Friday, 18 July 2003 Media Statement

Farmers 'forgetting' taxpayer millions spent on research benefiting agriculture

"It is extraordinary to see Federated Farmers objecting to a research levy of $8.4 million a year when taxpayers provide at least $40 million a year for research benefiting farmers, says the Convenor of the Ministerial Group on Climate Change, Pete Hodgson.

"Federated Farmers seems to have become wilfully blind to the millions of taxpayer dollars spent on research benefiting agriculture. This includes at least $40 million a year for research on animal health and welfare; new products, processes and technologies; quality, safety and market access; sustainable systems and communities.

"In objecting to a modest levy for additional research into their industry's own greenhouse gas emissions, farmers have suggested that they alone will be taxed to research this environmental problem.
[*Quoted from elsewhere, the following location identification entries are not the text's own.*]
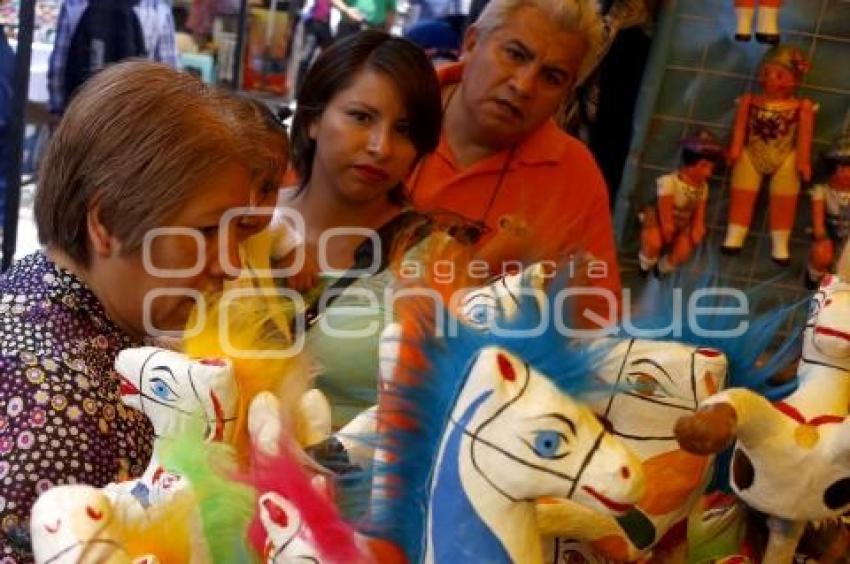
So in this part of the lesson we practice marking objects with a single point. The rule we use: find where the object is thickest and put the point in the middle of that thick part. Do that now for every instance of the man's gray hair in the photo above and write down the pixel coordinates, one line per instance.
(579, 17)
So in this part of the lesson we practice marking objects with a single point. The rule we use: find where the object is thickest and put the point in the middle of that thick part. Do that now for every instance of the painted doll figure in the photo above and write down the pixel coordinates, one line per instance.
(676, 225)
(772, 137)
(830, 210)
(767, 27)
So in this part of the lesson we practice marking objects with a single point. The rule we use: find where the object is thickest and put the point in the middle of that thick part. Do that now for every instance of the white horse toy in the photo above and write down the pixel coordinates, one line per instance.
(76, 523)
(480, 434)
(791, 459)
(653, 384)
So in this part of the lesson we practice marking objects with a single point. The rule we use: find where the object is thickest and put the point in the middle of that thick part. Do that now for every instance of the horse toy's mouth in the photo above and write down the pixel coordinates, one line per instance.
(829, 332)
(610, 504)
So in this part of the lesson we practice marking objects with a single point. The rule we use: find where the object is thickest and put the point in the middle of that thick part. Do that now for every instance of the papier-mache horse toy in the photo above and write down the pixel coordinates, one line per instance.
(791, 459)
(476, 427)
(651, 383)
(184, 499)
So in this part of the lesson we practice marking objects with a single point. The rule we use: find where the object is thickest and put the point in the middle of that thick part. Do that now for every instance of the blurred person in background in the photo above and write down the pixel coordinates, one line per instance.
(122, 28)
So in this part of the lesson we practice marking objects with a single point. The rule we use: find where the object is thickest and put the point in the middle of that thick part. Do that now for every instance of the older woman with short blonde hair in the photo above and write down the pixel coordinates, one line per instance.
(133, 188)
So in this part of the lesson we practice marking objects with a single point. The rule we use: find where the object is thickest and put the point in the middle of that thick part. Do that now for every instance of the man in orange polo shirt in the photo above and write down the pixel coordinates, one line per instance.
(502, 163)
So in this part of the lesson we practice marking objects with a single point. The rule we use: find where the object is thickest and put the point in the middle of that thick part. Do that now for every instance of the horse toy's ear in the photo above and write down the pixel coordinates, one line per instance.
(507, 372)
(534, 276)
(842, 267)
(214, 382)
(841, 445)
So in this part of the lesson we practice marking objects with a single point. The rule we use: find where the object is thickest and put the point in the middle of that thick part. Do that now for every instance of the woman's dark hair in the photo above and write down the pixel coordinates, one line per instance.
(398, 59)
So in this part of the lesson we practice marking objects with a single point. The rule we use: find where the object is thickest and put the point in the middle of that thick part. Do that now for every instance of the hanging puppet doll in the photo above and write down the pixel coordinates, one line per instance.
(767, 27)
(772, 136)
(830, 210)
(675, 226)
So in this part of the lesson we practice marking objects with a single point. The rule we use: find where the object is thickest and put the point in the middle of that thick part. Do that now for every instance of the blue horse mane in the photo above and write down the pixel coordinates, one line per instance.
(763, 332)
(400, 512)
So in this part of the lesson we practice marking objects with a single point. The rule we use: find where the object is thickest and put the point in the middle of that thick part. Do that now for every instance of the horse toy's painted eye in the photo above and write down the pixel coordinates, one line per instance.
(645, 385)
(162, 390)
(481, 314)
(547, 444)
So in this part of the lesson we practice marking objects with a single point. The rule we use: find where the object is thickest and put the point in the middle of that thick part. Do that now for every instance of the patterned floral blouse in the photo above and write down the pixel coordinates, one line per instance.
(61, 416)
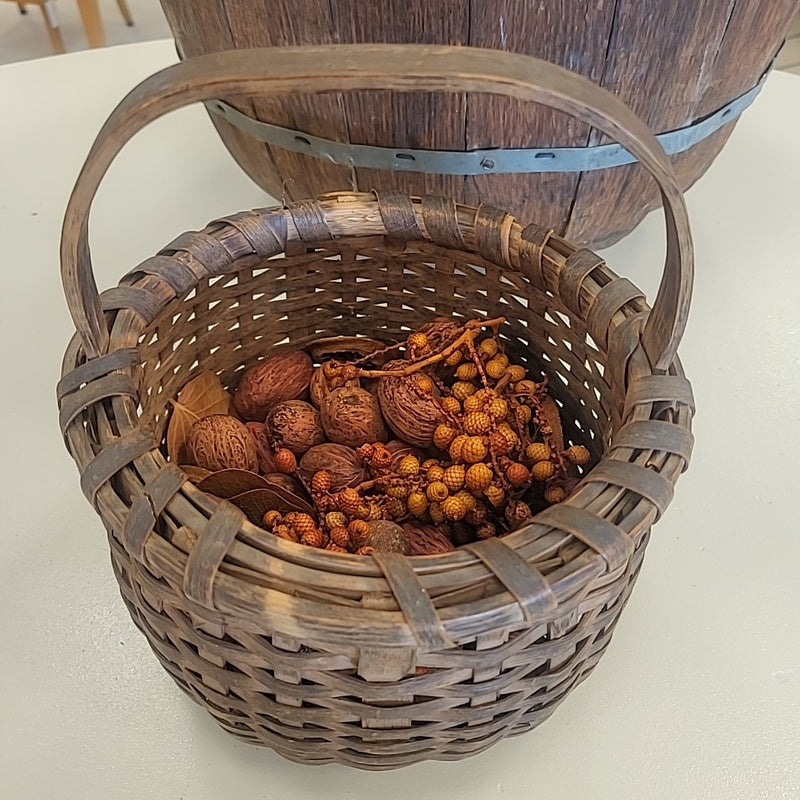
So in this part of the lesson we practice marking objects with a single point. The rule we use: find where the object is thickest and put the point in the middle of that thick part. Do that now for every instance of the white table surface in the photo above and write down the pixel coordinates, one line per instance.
(698, 695)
The truth is that taxpayers have been paying for research benefiting farmers for years and will continue to do so."

A recent independent assessment of climate change research funding reports that:
- the total investment in climate change research from 1999-2001 was $23.5 million a year;
- 90 percent of this funding came from Government;
- Government funding for agricultural greenhouse gas research has increased more than five-fold since 1999.

"Taxpayer funding of agricultural greenhouse gas research is almost $5 million a year and will continue at that level. At this stage the agriculture sector is contributing $800,000 to research in this area, through the Pastoral Greenhouse Gas Research Consortium.

"The case for the agricultural sector to fund extra research is very strong on the grounds that the sector is responsible for more than half New Zealand's greenhouse gas emissions, yet it is being exempted from the emissions charge that will apply to other industries. It is overwhelming when you add the fact that this research, if successful, is likely to increase animal productivity and therefore farmers' incomes."